Durban, Jul 7 : The Winter Olympics were awarded for the first time to South Korea on Wednesday as the alpine resort of Pyeongchang was named host of the 2018 Games.
Pyeongchang had been a persistent candidate for a decade, finishing second to Vancouver in the voting for the 2010 Games and to Sochi, Russia, for the 2014 Olympics. It built its successful candidacy for 2018 on a proposal to expand access to winter sports in the populous and lucrative Asian market.
The South Korean city won overwhelmingly on the first ballot of a secret vote of delegates of the International Olympic Committee, receiving 63 votes, compared with 25 for Munich and 7 for Annecy, France. Voting took place at a general assembly of the I.O.C. in Durban, South Africa.
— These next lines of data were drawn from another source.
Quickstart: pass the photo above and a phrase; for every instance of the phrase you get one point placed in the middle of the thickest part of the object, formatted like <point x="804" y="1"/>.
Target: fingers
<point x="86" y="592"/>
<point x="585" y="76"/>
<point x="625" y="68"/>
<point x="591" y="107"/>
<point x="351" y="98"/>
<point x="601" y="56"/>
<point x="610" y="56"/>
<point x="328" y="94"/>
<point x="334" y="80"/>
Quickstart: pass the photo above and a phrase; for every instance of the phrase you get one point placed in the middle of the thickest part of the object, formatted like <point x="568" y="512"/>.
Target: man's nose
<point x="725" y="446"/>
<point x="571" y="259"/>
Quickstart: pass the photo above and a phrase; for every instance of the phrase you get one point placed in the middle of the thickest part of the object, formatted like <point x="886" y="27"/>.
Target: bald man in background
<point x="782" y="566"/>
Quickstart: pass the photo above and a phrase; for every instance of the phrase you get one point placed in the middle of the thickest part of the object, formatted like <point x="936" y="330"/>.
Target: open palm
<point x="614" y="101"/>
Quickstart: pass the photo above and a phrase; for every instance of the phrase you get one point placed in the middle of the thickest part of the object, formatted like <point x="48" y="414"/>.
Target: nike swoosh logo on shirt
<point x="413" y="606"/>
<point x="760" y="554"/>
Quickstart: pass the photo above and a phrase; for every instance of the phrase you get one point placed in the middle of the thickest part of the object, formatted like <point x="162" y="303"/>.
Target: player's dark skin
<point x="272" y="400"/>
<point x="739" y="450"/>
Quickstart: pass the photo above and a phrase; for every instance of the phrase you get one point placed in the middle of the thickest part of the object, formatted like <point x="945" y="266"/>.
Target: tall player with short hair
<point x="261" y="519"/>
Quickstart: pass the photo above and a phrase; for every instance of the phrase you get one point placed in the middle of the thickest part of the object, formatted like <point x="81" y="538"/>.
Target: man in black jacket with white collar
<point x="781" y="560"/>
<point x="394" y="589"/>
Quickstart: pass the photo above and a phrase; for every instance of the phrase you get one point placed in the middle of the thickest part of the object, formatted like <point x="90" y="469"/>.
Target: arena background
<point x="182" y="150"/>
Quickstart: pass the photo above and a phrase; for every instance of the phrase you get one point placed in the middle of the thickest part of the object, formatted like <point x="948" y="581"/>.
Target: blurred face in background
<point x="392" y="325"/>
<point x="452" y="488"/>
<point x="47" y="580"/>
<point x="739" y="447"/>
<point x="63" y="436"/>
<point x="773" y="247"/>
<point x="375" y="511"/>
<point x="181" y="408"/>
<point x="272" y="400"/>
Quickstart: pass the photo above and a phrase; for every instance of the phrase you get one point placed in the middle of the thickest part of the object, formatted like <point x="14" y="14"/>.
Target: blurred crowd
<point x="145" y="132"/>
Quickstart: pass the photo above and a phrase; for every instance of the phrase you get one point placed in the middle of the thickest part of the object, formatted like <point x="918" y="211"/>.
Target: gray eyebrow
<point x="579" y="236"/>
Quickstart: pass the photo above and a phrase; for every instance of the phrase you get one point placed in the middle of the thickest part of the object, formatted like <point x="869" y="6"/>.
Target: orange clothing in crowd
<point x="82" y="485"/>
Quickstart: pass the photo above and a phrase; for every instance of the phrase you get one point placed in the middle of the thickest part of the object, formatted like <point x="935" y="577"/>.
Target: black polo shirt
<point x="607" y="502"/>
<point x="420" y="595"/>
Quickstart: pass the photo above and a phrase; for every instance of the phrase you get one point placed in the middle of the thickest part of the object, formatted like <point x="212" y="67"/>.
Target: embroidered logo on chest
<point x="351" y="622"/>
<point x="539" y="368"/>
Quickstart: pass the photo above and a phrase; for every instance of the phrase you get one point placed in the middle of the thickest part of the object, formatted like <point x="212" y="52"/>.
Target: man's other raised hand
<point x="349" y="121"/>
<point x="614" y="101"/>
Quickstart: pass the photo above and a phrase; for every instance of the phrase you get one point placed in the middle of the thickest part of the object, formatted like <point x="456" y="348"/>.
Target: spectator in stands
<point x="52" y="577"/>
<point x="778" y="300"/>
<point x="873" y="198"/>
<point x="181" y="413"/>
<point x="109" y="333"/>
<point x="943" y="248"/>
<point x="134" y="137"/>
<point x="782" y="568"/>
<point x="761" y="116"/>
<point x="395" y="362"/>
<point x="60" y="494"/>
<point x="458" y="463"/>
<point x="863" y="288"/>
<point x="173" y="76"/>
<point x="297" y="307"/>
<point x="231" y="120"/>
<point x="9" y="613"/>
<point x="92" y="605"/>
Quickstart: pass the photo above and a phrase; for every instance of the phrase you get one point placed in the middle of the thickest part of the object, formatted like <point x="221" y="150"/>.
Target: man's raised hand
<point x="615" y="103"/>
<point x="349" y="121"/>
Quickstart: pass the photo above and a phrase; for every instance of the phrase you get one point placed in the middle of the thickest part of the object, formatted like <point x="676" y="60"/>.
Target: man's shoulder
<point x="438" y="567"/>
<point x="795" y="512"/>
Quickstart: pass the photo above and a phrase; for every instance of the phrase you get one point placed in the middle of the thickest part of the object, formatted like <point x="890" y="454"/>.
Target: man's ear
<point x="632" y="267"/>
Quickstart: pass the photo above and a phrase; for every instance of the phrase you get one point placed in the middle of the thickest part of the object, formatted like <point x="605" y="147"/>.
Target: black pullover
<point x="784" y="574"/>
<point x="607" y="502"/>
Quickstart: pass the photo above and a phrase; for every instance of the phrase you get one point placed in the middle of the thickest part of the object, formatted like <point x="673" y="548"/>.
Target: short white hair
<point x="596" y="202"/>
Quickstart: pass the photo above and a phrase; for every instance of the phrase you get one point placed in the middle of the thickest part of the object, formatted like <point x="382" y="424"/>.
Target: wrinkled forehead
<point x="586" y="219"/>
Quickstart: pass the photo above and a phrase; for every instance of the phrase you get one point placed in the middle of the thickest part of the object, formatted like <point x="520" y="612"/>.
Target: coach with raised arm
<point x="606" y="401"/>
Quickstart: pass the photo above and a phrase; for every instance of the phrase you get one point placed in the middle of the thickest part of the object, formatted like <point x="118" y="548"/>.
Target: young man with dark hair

“There is maybe a lesson in the achievement of Pyeongchang,” Jacques Rogge, the president of the I.O.C., said at a news conference. “Patience and perseverance have prevailed.”
Pyeongchang will be the third Asian city to host the Winter Games, after Sapporo, Japan, in 1972 and Nagano, Japan, in 1998. Its budget for 2018 was far greater than the other bids — $1.5 billion for the actual Games and $2 billion to $6 billion for infrastructure projects, according to news reports, as Pyeongchang seeks to become a regional winter sports hub.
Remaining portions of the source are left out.